PF-graft-POEGMA brushes in an aqueous solution luminesce with CIE 1931 chromaticity coordinates: x = 0.26, y = 0.24 (Fig. 5a), in a film cast from a solution in toluene - CIE 1931: x = 0.28, y = 0.29 (Fig. 5b).

Absorption spectra were obtained on a Shimadzu UV-1900 spectrophotometer; fluorescence spectra, on a Shimadzu RF-6000 spectrofluorimeter.

Graphic materials:

Fig. 1. ¹ H NMR spectra:

a) a macroinitiator;

b) polyfluorene with grafted chains of poly-tert-butyl methacrylate PF-graft-PTBMA and polyfluorene with grafted chains of polymethacrylic acid PF-graft-PMAA.

Fig. Fig. 2. IR spectra of PF-graft-PTBMA and PF-graft-PMAA polymer brushes.

Fig. 3. Spectral characteristics of polymers:

a) absorption spectra of macroinitiator, PF-graft-PMAA and PF-graft-POEGMA;

b) fluorescence spectra of the macroinitiator (in THF), PF-graft-PMAA (in water), and PF-graft-POEGMA (in water).

Fig. 4. CIE 1931 for PF-graft-PMAA in aqueous solution.

Fig. 5. CIE 1931 for PF-graft-POEGMA:

a) in film;

b) in an aqueous solution.

Thus, as a result, new polymeric compounds were obtained, which are white powder, which are stable during storage at room temperature, water soluble, and fluorescent in the white region.

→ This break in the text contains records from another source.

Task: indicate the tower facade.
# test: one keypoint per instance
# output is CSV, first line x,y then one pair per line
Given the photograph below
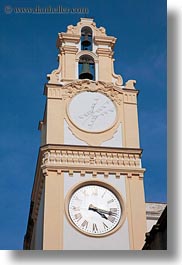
x,y
88,189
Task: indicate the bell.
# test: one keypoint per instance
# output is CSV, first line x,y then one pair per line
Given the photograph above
x,y
85,73
85,41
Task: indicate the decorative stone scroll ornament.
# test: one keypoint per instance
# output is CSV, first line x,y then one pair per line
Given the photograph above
x,y
76,29
118,78
55,76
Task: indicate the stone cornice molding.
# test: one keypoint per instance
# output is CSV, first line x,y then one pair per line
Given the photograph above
x,y
111,162
116,93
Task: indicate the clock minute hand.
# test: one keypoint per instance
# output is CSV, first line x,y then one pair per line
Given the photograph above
x,y
95,209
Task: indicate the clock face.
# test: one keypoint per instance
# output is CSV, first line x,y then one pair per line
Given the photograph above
x,y
92,111
94,209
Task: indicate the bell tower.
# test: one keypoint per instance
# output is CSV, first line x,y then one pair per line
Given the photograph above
x,y
88,189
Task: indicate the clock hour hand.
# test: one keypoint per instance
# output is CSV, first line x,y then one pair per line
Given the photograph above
x,y
95,209
101,211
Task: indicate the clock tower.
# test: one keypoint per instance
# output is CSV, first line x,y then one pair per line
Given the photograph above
x,y
88,189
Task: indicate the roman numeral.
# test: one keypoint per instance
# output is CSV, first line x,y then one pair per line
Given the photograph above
x,y
77,199
113,211
103,194
78,216
95,191
111,219
110,201
84,224
76,208
105,226
95,229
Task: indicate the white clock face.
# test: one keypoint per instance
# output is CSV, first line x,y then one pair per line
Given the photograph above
x,y
94,210
92,111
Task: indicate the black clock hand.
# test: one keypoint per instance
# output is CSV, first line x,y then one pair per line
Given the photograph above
x,y
95,209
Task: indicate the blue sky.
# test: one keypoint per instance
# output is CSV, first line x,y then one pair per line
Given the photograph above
x,y
28,53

The technical result of the invention is as follows: polyfluorene molecular brushes with polymethacrylic acid side chains can be used to create shells of nano- and microcapsules used for targeted drug delivery, as well as solubilizing nanocontainers for hydrophobic compounds used for photodynamic therapy and diagnostics. Copolymers with poly(oligoethylene glycol)methacrylate side chains are promising for use in the field of creating light-emitting devices, since they emit light close to white in a film and are soluble in "green solvents" such as alcohols and water.

Claims (6)

A method for producing a polyfluorene brush with side chains of polymethacrylic acid or poly(oligoethylene glycol)methacrylate, including the production of a polyfluorene multicenter macroinitiator by synthesizing the monomer pyran), the synthesis of polyfluorene with side protected hydroxyl groups by the Suzuki polycondensation method, the removal of pyran protection in the side chains of polyfluorene and their modification with α-bromoisobutyroyl bromide with the addition of potassium iodide; interaction of the obtained macroinitiator with tert-butyl methacrylate or oligoethylene glycol methyl ether methacrylate using toluene, copper (I) bromide, N,N,N',N'',N''-pentamethyldiethylenetriamine; treatment of a polyfluorene copolymer with poly-tert-butyl methacrylate side chains in methylene chloride with trifluoroacetic acid to obtain the final product of the general structural formula: Where: m is the degree of polymerization of the side chains (20-150); R: -COOH or -C(O)O(CH ₂ CH ₂ O) ₁₀ CH ₃ ; M _{w of} the main chain = 20 - 100 kDa.